1.2 Nella nozione di discriminazione vi rientrano quelle attuate nei confronti delle donne in quanto tali. Trattasi di quella certamente più diffusa nonostante numerose leggi sono state emanate per tutelare le donne in ogni ambito, in particolare, si ricordino quelle che vietano le discriminazioni tra i due sessi sul luogo di lavoro (Legge n. 903/1977; Legge n. 125/1991; D.Lgs. 198/2006 c.d. Codice delle Pari Opportunità; D.Lgs. n. 5/2010 etc.). la figura della Consigliera di parità (Capo IV del Codice delle Pari Opportunità tra uomo e donna, legge n. 198/2006) si occupa di parità tra uomo e donna sul posto di lavoro e cioè discriminazione di genere, spesso anche di quelle legate alla identità di genere intesa come transessualità/transgenderismo.
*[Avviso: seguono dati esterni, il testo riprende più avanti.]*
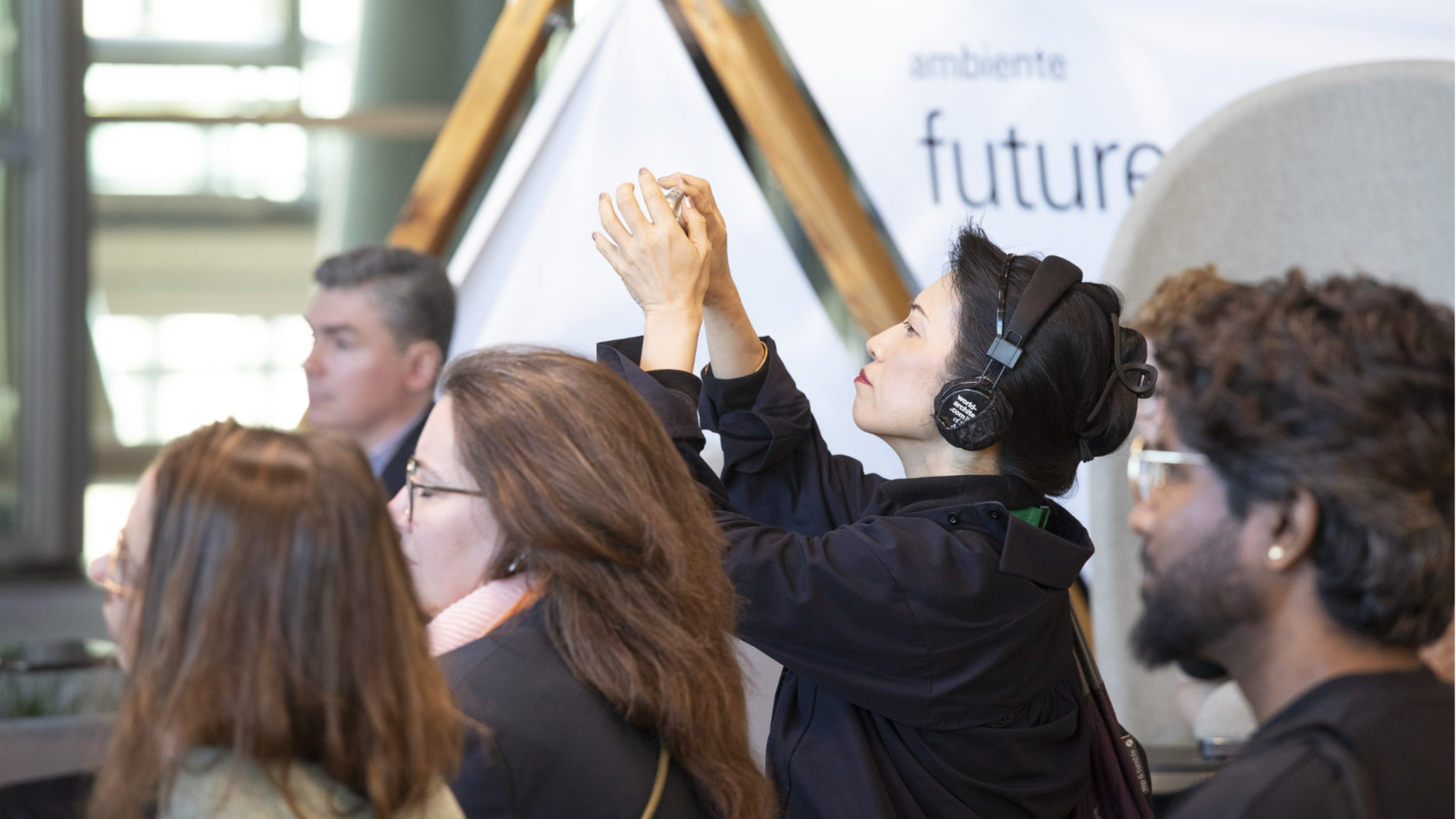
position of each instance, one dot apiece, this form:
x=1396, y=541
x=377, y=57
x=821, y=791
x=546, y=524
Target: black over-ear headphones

1.3 Altra forma di discriminazione che può manifestarsi anche sui luoghi di lavoro è quella nei confronti delle persone con disabilità. Non è un caso che la Legge n. 68/1999, ha come obiettivo quello di promuovere l’inserimento e l’integrazione lavorativa delle persone disabili nel mondo del lavoro attraverso un collocamento mirato
. La legge stabilisce un obbligo di assunzione dei soggetti disabili presso datori di lavoro in rapporto al numero dei dipendenti delle singole imprese, anche se l’attuazione della normativa è ancora molto difficoltosa. Seguono in materia altre normative come la Legge n. 18/2009 “Ratifica ed esecuzione della Convenzione delle nazioni Unite sui diritti delle persone con disabilità, firmata a New York il 13 dicembre 2006 e l’istituzione dell’Osservatorio nazionale sulla condizione delle persone con disabilità”, infine, importante è ricordare la Legge n. 67/2006, recante “Misure per la tutela giudiziaria delle persone con disabilità e vittime di discriminazioni”. Permangono tutt’oggi discriminazioni non solo in ingresso, ma anche sul posto di lavoro, che vanno considerate in maniera diversa a seconda che si tratti di disabilità intellettive, motorie, psichiche etc.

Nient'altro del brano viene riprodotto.